Daniel Poppick’s poems have appeared in BOMB, Denver Quarterly, Colorado Review, The Claudius App, and other journals. He co-edits the Catenary Press with Rob Schlegel.
D.A. Powell’s most recent collections are Useless Landscape, or A Guide for Boys (2012), which received the National Book Critics Circle Award in poetry, and Repast (2014), both from Graywolf Press. He lives in San Francisco.
Joshua Rivkin’s poems and essays have appeared in The New Yorker, Virginia Quarterly Review, Slate, Best New Poets, and elsewhere. He has received a winter fellowship from the Fine Arts Work Center in Provincetown, a Stegner Fellowship in poetry from Stanford, and a Fulbright fellowship to Italy.

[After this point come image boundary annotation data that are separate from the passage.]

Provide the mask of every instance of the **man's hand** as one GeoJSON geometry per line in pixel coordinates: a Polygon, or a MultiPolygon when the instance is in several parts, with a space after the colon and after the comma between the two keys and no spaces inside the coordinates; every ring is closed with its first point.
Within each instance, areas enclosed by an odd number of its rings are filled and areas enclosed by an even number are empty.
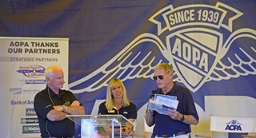
{"type": "Polygon", "coordinates": [[[166,112],[169,114],[170,118],[172,118],[173,120],[179,120],[182,117],[182,114],[181,114],[179,112],[178,112],[176,110],[173,110],[171,108],[168,108],[166,112]]]}

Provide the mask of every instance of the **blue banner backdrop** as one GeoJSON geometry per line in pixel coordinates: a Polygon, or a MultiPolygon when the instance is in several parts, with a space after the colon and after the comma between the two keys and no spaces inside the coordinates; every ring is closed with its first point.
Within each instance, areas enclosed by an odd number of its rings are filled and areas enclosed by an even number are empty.
{"type": "Polygon", "coordinates": [[[157,88],[154,67],[170,63],[202,128],[212,114],[255,117],[255,14],[254,0],[10,0],[0,36],[69,37],[69,87],[86,114],[113,77],[139,110],[157,88]]]}

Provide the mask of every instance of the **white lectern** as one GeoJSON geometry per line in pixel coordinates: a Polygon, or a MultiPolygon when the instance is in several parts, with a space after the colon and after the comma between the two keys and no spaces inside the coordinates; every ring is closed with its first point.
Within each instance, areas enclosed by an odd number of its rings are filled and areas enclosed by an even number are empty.
{"type": "Polygon", "coordinates": [[[121,138],[122,128],[134,126],[122,115],[67,115],[66,117],[81,126],[82,138],[121,138]],[[110,135],[104,132],[104,127],[111,128],[110,135]]]}

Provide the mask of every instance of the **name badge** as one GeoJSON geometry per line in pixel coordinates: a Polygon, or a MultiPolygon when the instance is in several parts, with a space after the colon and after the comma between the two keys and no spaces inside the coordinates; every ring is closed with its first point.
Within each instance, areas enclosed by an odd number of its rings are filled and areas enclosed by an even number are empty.
{"type": "Polygon", "coordinates": [[[109,113],[114,113],[114,110],[107,110],[107,112],[109,112],[109,113]]]}

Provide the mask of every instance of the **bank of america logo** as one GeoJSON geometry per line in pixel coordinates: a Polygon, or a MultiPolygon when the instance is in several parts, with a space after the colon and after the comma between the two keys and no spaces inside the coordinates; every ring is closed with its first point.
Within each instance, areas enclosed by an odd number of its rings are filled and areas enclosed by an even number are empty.
{"type": "Polygon", "coordinates": [[[69,86],[79,93],[106,86],[113,77],[152,77],[154,67],[162,61],[174,66],[174,80],[192,92],[207,81],[255,75],[255,46],[232,45],[244,37],[256,42],[255,30],[233,30],[233,22],[242,14],[221,2],[170,5],[149,19],[157,26],[157,34],[140,34],[102,67],[69,86]]]}

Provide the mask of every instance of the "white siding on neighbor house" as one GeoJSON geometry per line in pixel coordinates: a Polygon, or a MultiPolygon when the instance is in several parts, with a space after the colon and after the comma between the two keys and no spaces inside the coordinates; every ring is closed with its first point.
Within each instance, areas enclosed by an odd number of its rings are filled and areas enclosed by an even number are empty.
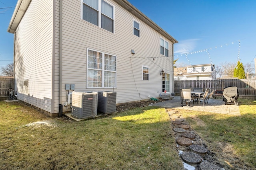
{"type": "Polygon", "coordinates": [[[51,112],[52,1],[31,1],[15,32],[18,99],[51,112]],[[28,80],[28,86],[23,81],[28,80]]]}
{"type": "MultiPolygon", "coordinates": [[[[164,57],[160,54],[160,37],[166,39],[115,2],[108,1],[115,6],[114,33],[81,20],[80,1],[62,1],[62,104],[66,100],[66,84],[75,84],[77,92],[113,90],[112,88],[86,89],[87,48],[116,56],[117,87],[114,90],[117,92],[117,103],[148,99],[148,95],[158,97],[162,92],[162,69],[171,75],[172,92],[172,43],[168,42],[169,57],[164,57]],[[140,23],[140,37],[133,33],[133,19],[140,23]],[[131,54],[132,49],[134,55],[131,54]],[[142,65],[149,68],[149,80],[142,80],[142,65]]],[[[56,47],[58,33],[56,37],[56,47]]],[[[58,54],[56,50],[56,60],[58,54]]],[[[56,76],[58,73],[55,72],[56,76]]],[[[56,104],[58,100],[55,98],[56,104]]]]}

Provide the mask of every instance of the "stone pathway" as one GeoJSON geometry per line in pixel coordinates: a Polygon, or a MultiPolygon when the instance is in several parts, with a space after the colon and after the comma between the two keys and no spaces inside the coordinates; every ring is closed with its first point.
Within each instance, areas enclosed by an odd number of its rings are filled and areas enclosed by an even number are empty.
{"type": "Polygon", "coordinates": [[[185,119],[181,118],[178,111],[166,109],[172,121],[180,156],[184,161],[186,169],[224,170],[210,156],[210,151],[200,137],[190,129],[185,119]],[[219,165],[219,166],[218,166],[219,165]],[[188,166],[190,166],[190,168],[188,166]]]}

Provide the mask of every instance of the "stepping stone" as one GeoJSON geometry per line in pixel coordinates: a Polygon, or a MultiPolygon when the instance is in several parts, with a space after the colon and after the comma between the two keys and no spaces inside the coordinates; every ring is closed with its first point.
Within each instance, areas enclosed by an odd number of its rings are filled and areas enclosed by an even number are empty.
{"type": "Polygon", "coordinates": [[[175,114],[177,113],[177,112],[173,110],[167,110],[167,113],[168,113],[168,114],[172,115],[172,114],[175,114]]]}
{"type": "Polygon", "coordinates": [[[182,137],[186,137],[192,140],[194,139],[196,137],[196,135],[188,132],[183,133],[181,134],[181,136],[182,136],[182,137]]]}
{"type": "Polygon", "coordinates": [[[178,120],[175,120],[174,121],[172,121],[172,123],[176,124],[176,125],[179,125],[180,124],[182,124],[182,122],[181,121],[179,121],[178,120]]]}
{"type": "Polygon", "coordinates": [[[189,129],[190,127],[189,125],[185,125],[184,124],[181,124],[180,125],[178,125],[177,126],[178,127],[180,127],[181,128],[182,128],[182,129],[189,129]]]}
{"type": "Polygon", "coordinates": [[[190,146],[192,144],[191,140],[185,137],[179,137],[177,139],[176,142],[180,145],[185,147],[190,146]]]}
{"type": "Polygon", "coordinates": [[[208,162],[203,162],[199,164],[200,170],[221,170],[217,165],[208,162]]]}
{"type": "Polygon", "coordinates": [[[174,115],[172,115],[170,116],[170,117],[172,119],[176,119],[177,118],[178,118],[179,116],[178,116],[178,115],[176,115],[175,114],[174,114],[174,115]]]}
{"type": "Polygon", "coordinates": [[[200,156],[192,152],[183,152],[181,155],[181,158],[187,163],[192,164],[199,164],[202,160],[200,156]]]}
{"type": "Polygon", "coordinates": [[[192,150],[197,153],[205,154],[208,152],[208,150],[204,147],[198,145],[192,145],[189,146],[189,148],[192,150]]]}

Helen Klein Ross’s poetry, essays, and fiction have appeared in The New Yorker, the New York Times, Salmagundi, and in anthologies, including SHORT, published in 2014 by Persea Books. Her first novel, Making It: A Novel of Madison Avenue, was published in March by Simon and Schuster. Her next is due out in 2016. She is editor of a forthcoming poetry anthology, The Traveler’s Vade Mecum, which provides a glimpse into habits and social aspects of nineteenth-century America. She lives in Manhattan and Lakeville, CT.
Montreux Rotholtz is a graduate of the Iowa Writers’ Workshop. Her poems appear or are forthcoming in Columbia Poetry Review, Denver Quarterly, the PEN Poetry Series, Fence, and elsewhere. She lives in Seattle with her husband and a dog named Toast.
Maurice Carlos Ruffin’s work has appeared in Redivider, Apalachee Review, and Unfathomable City. He has an MFA from the Creative Writing Workshop at the University of New Orleans.
Rob Schlegel is the author of The Lesser Fields (Center for Literary Publishing, 2009) and January Machine (Four Way Books, 2014).
Peter Jay Shippy’s fourth book is A Spell of Songs (Saturnalia Books). His work appeared in The Best American Poetry 2012 and 2014. He teaches at Emerson College.
Bennett Sims is the author of the novel A Questionable Shape, which received the 2014 Bard Fiction Prize. His stories have appeared in A Public Space, Conjunctions, Electric Literature, Tin House, and Zoetrope, among others.
Garrett Stewart is the author of several books on fiction, film, and fine art, most recently Bookwork: Medium to Object to Concept to Art and Closed Circuits: Screening Narrative Surveillance. He is the James O. Freedman Professor of Letters at the University of Iowa.